The Fragmentation of Responsibility in the Sphere of Orphanhood
Abstract
There are common ways of understanding the factors of deprivation that lead to orphanhood. This includes a dysfunctional social structure, the failure of institutions to promote ‘socialisation’ and the specific circumstances of the individual family as they face the battle to survive and prosper in the challenging environment of Post-Soviet Russia. This article focuses more on the variety of institutions involved in this question and the need for cooperation between them. However, this is proving difficult in the context of the establishment of the ‘vertical of power’ in Russia, whereby a focus on top-down management style along a vertical is reducing institutional independence, identity and effectiveness. This results in a failure to communicate along the horizontal lines that should, in theory at least, exist between institutions involved in the execution and drafting of social policy.
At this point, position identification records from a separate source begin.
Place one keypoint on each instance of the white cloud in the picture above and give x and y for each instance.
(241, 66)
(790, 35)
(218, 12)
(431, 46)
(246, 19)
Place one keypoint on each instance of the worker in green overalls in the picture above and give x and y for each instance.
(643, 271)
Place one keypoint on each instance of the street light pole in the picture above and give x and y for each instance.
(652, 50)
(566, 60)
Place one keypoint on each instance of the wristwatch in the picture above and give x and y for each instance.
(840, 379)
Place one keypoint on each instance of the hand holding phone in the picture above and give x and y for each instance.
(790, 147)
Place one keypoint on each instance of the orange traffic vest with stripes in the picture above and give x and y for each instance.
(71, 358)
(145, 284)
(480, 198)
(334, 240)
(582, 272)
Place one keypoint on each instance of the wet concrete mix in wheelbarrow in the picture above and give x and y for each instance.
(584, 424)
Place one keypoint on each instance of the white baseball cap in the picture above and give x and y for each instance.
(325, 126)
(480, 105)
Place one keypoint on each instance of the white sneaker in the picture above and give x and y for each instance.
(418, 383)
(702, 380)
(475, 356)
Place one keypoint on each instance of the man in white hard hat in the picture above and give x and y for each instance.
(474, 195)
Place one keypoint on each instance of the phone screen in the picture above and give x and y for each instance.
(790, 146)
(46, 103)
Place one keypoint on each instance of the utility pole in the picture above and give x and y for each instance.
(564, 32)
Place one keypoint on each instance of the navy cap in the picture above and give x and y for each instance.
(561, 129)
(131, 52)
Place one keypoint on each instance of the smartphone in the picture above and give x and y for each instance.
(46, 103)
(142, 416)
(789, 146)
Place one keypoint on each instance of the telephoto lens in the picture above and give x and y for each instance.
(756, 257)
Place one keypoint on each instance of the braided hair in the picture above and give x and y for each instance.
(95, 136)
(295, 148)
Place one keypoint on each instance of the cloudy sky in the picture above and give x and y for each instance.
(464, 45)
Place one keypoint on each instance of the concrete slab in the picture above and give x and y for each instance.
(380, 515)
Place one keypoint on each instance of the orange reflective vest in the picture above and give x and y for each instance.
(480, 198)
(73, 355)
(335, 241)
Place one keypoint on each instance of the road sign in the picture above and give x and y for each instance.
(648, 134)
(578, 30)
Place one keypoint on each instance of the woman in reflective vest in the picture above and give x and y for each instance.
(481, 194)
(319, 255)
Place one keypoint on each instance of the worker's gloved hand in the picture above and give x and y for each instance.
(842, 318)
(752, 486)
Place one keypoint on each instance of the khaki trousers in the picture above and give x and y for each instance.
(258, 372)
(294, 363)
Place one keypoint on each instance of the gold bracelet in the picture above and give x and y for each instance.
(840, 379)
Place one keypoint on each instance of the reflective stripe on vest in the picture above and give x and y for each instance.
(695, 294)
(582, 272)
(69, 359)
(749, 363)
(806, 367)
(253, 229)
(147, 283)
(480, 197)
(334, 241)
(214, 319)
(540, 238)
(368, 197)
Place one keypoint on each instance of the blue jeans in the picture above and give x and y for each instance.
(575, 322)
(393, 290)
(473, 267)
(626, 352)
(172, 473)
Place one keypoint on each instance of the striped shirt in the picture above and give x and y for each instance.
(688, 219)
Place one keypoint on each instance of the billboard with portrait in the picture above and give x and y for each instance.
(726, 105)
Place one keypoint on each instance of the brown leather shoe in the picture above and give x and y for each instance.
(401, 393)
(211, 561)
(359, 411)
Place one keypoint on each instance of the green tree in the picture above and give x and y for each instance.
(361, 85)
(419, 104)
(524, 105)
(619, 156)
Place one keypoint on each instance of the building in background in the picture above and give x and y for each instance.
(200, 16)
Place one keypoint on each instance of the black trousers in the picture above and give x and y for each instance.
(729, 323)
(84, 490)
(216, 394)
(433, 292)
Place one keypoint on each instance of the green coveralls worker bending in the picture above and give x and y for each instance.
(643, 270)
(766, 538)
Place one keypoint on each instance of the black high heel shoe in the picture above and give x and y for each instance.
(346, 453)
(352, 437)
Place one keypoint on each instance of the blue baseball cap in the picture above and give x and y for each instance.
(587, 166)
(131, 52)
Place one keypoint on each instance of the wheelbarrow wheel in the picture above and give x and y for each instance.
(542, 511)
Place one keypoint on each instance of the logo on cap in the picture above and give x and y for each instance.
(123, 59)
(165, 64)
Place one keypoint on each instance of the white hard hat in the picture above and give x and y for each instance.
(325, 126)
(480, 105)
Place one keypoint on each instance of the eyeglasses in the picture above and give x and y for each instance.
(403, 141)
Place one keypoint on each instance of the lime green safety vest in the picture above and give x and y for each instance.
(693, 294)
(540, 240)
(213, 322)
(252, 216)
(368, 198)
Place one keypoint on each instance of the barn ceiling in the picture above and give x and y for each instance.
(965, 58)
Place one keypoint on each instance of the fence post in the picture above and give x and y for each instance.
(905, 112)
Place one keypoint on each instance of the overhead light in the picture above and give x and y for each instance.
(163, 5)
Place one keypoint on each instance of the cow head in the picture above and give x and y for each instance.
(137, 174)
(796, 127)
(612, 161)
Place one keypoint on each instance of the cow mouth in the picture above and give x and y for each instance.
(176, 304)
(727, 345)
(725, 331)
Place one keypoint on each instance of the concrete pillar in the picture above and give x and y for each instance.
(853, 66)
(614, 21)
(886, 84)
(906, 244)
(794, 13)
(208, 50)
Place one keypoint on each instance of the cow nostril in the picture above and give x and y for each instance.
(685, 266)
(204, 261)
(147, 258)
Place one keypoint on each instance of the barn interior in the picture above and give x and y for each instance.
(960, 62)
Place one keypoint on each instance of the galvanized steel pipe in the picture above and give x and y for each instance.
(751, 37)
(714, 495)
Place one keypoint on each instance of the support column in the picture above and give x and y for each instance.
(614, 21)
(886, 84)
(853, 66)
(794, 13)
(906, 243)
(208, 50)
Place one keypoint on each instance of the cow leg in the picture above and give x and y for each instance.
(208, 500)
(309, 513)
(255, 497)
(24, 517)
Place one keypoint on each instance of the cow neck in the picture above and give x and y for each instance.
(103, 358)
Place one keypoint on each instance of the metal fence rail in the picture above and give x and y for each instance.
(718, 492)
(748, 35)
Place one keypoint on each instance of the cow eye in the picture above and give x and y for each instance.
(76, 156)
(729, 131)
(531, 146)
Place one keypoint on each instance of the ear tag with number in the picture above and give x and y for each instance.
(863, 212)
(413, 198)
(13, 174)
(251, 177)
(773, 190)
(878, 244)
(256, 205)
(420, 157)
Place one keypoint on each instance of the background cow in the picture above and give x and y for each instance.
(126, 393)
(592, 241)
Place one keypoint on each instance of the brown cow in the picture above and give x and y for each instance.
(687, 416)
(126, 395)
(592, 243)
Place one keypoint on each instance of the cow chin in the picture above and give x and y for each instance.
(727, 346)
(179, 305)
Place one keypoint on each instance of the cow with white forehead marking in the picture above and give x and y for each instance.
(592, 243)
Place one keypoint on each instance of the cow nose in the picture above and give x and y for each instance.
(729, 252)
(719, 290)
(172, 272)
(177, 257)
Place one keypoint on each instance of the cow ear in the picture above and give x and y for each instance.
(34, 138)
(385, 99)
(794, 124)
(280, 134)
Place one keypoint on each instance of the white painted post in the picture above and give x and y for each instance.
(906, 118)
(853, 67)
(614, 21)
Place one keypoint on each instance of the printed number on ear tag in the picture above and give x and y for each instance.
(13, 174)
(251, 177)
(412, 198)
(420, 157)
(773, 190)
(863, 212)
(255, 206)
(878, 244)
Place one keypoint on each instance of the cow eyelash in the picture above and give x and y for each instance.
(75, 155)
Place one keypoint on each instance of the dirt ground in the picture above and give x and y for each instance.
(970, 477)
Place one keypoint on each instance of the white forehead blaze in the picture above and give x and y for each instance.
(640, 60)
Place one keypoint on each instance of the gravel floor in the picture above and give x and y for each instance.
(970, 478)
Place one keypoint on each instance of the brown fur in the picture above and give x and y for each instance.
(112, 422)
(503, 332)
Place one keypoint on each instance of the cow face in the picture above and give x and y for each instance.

This in turn, brings the creation of ruptures between these key organizations in the areas of communication and coordination of activities and projects. The approach here is to review some of the cases of how people experience these institutional deficiencies, working on interviews gathered in Krasnodarsky Krai in April 2008 with those involved in providing social care to orphans. The interviews show the sharp dividing lines of responsibility that has emerged between bodies involved in the care of orphans and their willingness to maintain rigid institutional priorities over the bigger picture of how to care for these families. This qualitative approach allows a better understanding of why orphans are still appearing and how preventative work is failing. It also opens up the question of parental responsibility and the poor attitude they take when engaging with care professionals. Overall, the problem of organisations contradicting each other rather than reinforcing and complementing remains of central importance. As long as the people working in this sector remain bureaucrats at heart, merely following departmental guidelines and failing to sympathise, little progress will be made to combat the problem of fragmented responsibility.